Culture

Google censors 'Lolita,' but not 'bestiality'

Following revelations that cell phones running on Android replace rude words with hash marks, it appears that works such as "Lolita" and "Best Little Whorehouse in Texas" are also censored.

Chris Matyszczyk

See full bio

Chris Matyszczyk

Jan. 31, 2010 6:19 p.m. PT

2 min read

It seems like only yesterday that news surfaced that naughty words were being replaced by hash marks on Android phones.

Should you have missed this purely puritan entertainment, words such as the very common one beginning with an "f" were being censored by the built-in voice-to-text feature found on Google's mobile operating system. Even the latter half of "BS" became "####".

This appears, however, not to have been the half of it. CNET's readers are nothing if not disturbingly intelligent. And I am particularly grateful to Zechariah-Aloysius Hillyard from Boston who put his Droid and his patience through their paces in the quest for, well, accursed freedom.

Hillyard was surprised to find that a search for "Nabokov Lolita" became "Nabokov ####" when transcribed by Google Voice (safe search was switched off). This seemed strangely picky of the software, especially as Hillyard told me he tried the search after enjoying "Reading Lolita in Tehran," a book that itself wonders what should be acceptable and what not.

So, encouraged by my own curiosity, he delved further. "Ass" seemed to be acceptable. However, "Oh, Come All Ye Faithful" became "Oklahoma, All Ye Faithful," followed by "#### All Ye Faithful."

"Scum" and "Scumbag" appeared to encounter a huge hash of resistance, although the second time he tried "Scumbag," he got "Futurama" (the cartoon).

Hillyard and the Lolita search on his Droid.

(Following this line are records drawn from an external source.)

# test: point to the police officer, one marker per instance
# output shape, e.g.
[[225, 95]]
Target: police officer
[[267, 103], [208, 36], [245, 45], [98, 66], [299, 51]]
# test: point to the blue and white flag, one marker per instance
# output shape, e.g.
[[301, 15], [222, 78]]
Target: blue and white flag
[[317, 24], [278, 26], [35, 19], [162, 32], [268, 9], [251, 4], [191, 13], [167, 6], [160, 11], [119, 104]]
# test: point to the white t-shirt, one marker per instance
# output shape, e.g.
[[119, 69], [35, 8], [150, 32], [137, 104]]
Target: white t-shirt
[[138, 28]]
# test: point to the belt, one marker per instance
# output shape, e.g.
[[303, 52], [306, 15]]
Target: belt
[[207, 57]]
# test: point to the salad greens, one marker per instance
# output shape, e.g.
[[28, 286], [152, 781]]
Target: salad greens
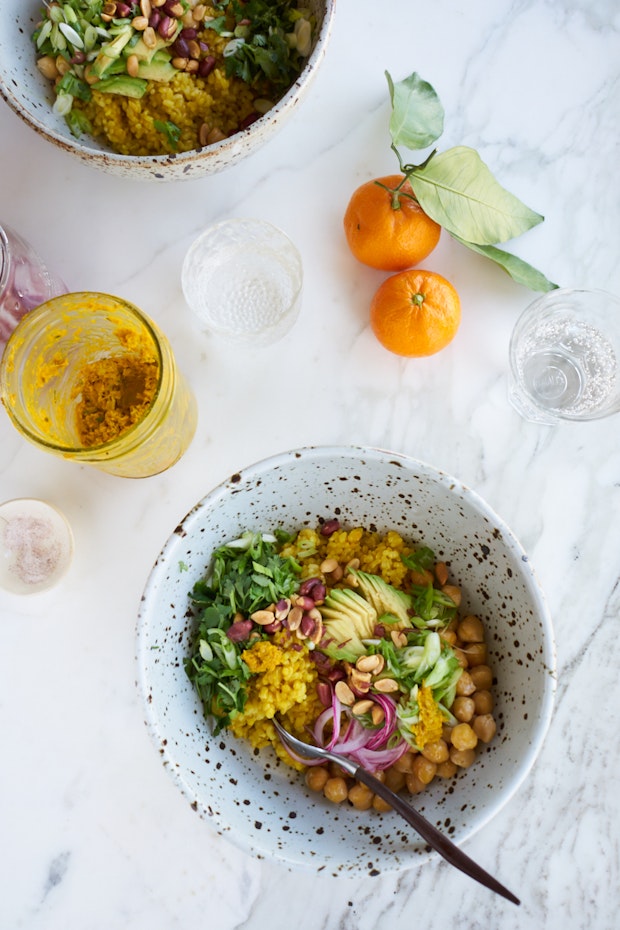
[[455, 187], [249, 577], [246, 575], [268, 43], [270, 40]]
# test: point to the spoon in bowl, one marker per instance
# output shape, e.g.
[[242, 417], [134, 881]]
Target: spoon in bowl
[[445, 847]]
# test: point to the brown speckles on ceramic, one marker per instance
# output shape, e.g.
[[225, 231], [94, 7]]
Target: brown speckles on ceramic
[[30, 96], [250, 797]]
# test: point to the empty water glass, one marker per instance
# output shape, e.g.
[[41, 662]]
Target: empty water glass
[[565, 357], [243, 280]]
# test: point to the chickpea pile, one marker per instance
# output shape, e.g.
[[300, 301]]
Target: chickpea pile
[[443, 758]]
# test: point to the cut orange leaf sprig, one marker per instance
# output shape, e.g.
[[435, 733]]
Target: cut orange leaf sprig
[[455, 188]]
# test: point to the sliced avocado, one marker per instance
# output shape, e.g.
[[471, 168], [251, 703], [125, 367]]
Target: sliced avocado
[[144, 52], [158, 69], [110, 52], [385, 598], [348, 619], [122, 84]]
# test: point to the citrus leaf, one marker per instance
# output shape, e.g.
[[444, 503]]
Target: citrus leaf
[[417, 114], [458, 191], [518, 270]]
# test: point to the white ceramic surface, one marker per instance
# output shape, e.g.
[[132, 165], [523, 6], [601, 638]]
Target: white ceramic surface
[[256, 801], [29, 95]]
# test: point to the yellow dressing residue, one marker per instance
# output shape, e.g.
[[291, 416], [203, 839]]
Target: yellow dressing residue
[[115, 393], [430, 726], [51, 369]]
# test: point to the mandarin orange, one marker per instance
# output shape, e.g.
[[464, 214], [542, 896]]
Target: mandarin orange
[[415, 313], [385, 226]]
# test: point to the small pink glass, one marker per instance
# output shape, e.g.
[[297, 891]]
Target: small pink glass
[[25, 281]]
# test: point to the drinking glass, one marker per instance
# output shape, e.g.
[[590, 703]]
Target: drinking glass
[[565, 357], [243, 280]]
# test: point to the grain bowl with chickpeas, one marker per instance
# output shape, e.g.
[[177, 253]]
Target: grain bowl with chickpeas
[[160, 90], [356, 640], [380, 609], [150, 77]]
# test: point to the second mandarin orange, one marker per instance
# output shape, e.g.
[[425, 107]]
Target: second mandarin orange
[[415, 313], [386, 227]]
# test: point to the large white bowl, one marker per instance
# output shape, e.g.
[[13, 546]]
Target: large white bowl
[[254, 800], [30, 95]]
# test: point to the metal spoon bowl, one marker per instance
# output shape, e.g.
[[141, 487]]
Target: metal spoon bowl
[[445, 847]]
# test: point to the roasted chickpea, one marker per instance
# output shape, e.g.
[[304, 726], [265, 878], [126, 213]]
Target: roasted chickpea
[[463, 708], [463, 737], [465, 685], [462, 757], [436, 752], [424, 769], [414, 785], [405, 763], [484, 727], [482, 677], [483, 702], [447, 769], [380, 805], [316, 777], [476, 654], [361, 797], [394, 779], [335, 790], [470, 630]]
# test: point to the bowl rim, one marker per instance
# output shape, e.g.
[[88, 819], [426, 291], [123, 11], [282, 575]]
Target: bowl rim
[[152, 720], [183, 160]]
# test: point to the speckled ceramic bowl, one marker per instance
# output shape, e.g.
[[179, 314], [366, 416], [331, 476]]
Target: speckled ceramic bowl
[[254, 800], [28, 93]]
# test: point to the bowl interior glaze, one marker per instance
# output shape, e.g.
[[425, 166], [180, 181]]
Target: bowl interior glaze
[[252, 798]]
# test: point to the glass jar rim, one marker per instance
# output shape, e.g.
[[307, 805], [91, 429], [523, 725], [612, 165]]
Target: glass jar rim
[[5, 257]]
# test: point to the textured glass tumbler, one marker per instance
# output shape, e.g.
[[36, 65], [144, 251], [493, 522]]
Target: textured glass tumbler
[[565, 357], [243, 280], [44, 370]]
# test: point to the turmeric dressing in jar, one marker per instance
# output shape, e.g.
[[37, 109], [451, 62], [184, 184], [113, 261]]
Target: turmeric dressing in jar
[[89, 377]]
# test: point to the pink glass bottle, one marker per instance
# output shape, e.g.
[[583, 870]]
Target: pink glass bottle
[[25, 281]]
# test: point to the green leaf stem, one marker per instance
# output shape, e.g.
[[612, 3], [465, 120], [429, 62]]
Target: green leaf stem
[[519, 270], [417, 113], [458, 191], [455, 187]]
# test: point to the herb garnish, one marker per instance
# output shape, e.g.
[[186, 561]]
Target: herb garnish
[[259, 47], [246, 576]]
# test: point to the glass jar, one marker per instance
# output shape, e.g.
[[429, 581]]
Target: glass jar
[[25, 281], [89, 377]]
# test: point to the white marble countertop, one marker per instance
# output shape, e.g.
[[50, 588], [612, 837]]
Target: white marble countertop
[[94, 834]]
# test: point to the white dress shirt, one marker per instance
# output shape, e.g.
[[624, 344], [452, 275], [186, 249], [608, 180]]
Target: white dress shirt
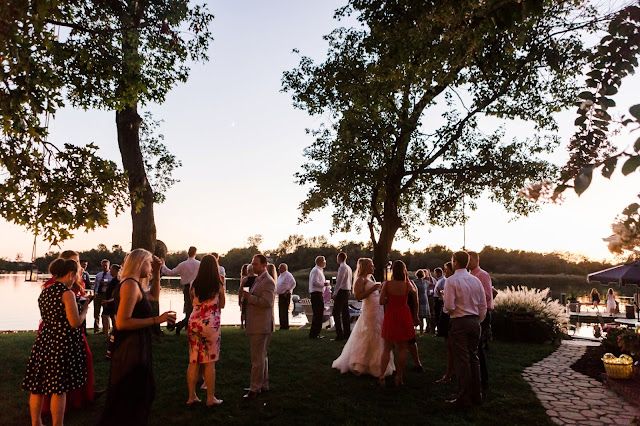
[[188, 270], [316, 279], [485, 279], [285, 283], [464, 295], [344, 278], [98, 282]]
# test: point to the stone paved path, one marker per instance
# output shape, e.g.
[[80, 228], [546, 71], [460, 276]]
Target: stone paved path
[[571, 397]]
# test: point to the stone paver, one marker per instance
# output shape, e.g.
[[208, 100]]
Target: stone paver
[[573, 398]]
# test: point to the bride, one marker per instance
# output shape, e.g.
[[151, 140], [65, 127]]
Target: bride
[[362, 352]]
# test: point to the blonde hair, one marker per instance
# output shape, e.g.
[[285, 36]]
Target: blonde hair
[[133, 262], [362, 264], [271, 269]]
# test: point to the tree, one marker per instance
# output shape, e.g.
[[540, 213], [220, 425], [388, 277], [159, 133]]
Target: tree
[[113, 55], [404, 95], [590, 148], [50, 189]]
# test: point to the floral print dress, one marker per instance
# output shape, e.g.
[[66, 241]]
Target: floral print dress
[[204, 332]]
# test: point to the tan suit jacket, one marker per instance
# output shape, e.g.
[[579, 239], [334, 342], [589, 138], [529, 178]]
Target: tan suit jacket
[[260, 318]]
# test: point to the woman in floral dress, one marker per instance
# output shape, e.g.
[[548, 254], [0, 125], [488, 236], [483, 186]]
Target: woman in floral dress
[[207, 292]]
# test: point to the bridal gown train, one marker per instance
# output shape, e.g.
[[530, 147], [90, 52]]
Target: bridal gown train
[[361, 354]]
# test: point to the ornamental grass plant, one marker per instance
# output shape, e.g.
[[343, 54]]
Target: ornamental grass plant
[[549, 321]]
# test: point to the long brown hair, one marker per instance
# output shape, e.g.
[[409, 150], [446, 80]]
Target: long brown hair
[[399, 271], [208, 282]]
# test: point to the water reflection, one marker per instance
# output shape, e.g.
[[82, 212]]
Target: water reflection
[[19, 303]]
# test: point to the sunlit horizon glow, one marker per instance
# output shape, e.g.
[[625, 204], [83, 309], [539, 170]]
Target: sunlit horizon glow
[[240, 142]]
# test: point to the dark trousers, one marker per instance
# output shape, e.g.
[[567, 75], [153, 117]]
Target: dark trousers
[[341, 314], [464, 335], [188, 307], [317, 304], [437, 307], [283, 309], [484, 372]]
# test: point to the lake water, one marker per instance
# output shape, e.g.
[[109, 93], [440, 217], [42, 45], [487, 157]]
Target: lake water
[[19, 303]]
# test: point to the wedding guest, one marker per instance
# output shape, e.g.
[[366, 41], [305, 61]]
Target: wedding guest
[[397, 325], [595, 298], [317, 283], [84, 264], [465, 301], [57, 363], [85, 393], [284, 287], [341, 294], [273, 271], [109, 304], [485, 279], [132, 388], [437, 293], [204, 328], [260, 324], [244, 272], [187, 270], [443, 326], [223, 273], [424, 314], [362, 353], [611, 301], [103, 278]]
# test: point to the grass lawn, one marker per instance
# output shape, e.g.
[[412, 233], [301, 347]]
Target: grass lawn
[[304, 388]]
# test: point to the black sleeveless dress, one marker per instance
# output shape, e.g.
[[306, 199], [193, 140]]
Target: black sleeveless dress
[[58, 361], [131, 384]]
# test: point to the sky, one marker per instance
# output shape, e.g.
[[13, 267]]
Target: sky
[[240, 142]]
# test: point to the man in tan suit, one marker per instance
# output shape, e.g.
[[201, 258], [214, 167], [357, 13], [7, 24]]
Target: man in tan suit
[[260, 324]]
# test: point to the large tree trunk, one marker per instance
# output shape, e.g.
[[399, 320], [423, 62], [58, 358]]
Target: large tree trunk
[[144, 227], [390, 225]]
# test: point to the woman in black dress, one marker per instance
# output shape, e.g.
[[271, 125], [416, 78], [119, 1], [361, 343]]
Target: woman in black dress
[[57, 363], [131, 385]]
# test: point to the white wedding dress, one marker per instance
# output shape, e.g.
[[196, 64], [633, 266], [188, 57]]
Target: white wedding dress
[[361, 354]]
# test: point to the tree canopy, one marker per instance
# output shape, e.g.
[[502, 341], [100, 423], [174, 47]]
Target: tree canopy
[[111, 55], [404, 94]]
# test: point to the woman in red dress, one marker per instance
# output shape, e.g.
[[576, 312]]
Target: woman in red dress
[[398, 323]]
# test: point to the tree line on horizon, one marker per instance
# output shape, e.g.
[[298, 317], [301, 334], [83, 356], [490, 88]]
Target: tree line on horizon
[[299, 253]]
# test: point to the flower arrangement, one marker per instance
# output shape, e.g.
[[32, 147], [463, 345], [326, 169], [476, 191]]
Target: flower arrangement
[[550, 321]]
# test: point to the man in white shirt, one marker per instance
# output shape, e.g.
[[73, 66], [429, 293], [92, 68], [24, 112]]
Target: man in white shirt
[[341, 294], [317, 283], [285, 285], [466, 304], [485, 279], [188, 271], [438, 293], [223, 273], [103, 278]]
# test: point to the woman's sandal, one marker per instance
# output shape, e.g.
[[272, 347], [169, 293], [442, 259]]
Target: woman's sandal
[[215, 403]]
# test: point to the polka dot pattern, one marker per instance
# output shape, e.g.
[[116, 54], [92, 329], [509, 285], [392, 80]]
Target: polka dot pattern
[[58, 359]]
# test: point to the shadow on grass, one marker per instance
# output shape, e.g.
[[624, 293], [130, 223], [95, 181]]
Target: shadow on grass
[[304, 388]]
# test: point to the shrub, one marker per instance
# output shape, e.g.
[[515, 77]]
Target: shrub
[[549, 317]]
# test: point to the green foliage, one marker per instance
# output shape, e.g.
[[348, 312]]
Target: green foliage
[[549, 317], [91, 54], [387, 157], [159, 163], [611, 342]]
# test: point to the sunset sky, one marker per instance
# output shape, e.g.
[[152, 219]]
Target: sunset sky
[[241, 141]]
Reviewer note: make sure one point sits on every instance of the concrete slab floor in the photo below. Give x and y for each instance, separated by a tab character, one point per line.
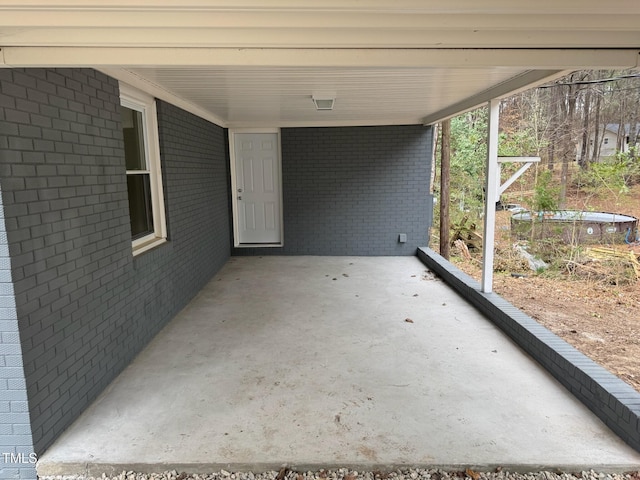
311	362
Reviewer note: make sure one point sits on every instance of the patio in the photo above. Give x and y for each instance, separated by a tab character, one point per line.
315	362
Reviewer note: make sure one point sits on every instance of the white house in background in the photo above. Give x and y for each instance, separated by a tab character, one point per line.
608	141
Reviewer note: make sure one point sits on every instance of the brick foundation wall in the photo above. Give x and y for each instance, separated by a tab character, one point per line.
616	403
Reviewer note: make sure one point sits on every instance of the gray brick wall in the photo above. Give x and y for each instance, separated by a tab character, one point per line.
16	444
352	190
616	403
85	305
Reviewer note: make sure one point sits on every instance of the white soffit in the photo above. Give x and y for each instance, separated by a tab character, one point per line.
246	63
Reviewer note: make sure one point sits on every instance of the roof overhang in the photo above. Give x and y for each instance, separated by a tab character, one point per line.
248	63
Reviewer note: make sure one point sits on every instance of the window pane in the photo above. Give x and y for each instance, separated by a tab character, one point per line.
132	129
140	205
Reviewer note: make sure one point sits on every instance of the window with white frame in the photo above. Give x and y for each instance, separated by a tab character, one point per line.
144	179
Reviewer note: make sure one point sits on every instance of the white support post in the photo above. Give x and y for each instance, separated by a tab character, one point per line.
491	187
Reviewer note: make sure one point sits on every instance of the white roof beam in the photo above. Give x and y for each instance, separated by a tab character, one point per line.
515	85
526	59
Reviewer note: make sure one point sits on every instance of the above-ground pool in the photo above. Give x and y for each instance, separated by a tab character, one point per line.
575	227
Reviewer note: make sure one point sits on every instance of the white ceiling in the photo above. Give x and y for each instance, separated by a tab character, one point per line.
254	96
249	63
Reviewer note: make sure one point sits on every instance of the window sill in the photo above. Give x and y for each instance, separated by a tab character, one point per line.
147	245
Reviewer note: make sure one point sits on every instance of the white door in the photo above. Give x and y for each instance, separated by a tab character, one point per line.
257	188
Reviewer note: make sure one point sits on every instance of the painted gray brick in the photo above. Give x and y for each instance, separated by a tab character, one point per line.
341	191
607	396
80	288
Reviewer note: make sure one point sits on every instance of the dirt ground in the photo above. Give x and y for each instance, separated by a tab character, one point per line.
592	313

Zechariah-Aloysius Hillyard

"I wonder how many #### words there are," Hillyard told me in an e-mail. "The arbitrariness of it bothers me as an American and as a curious person. Do I get my phone service terminated if I get too many ####'s?"

Any fear he might have experienced quickly dissolved as he began to delve further into the Android underworld.

"Incest" was hashed, but "bestiality" was fine. And if you're wondering what other works of literature might have been made a hash of by Android, well, you may be relieved to hear that "Lady Chatterley's Lover" enjoyed no censorship. However, "Best Little Whorehouse in Texas" was a vast no-no.

Google's original explanation for this phenomenon to Reuters went as follows: "We filter potentially offensive or inappropriate results because we want to avoid situations whereby we might misrecognize a spoken query and return profanity when, in fact, the user said something completely innocent."

I would be interested if other readers have experienced similarly innocent linguistic peculiarities. However, is it really likely that any human or machine would misrecognize "Lolita"? Especially when it is uttered in the very close juxtaposition to a word that sounds mightily like "Nabokov"?

I understand censorship. We all censor ourselves every day. But did Google's engineers really sit around and make value judgments about what might be misrecognized and what might not?

I have already asked Google twice to further enlighten its customers on this very interesting encounter between technology and moral philosophy, one that is certainly more fascinating than anything currently on TV. I have yet to receive a reply.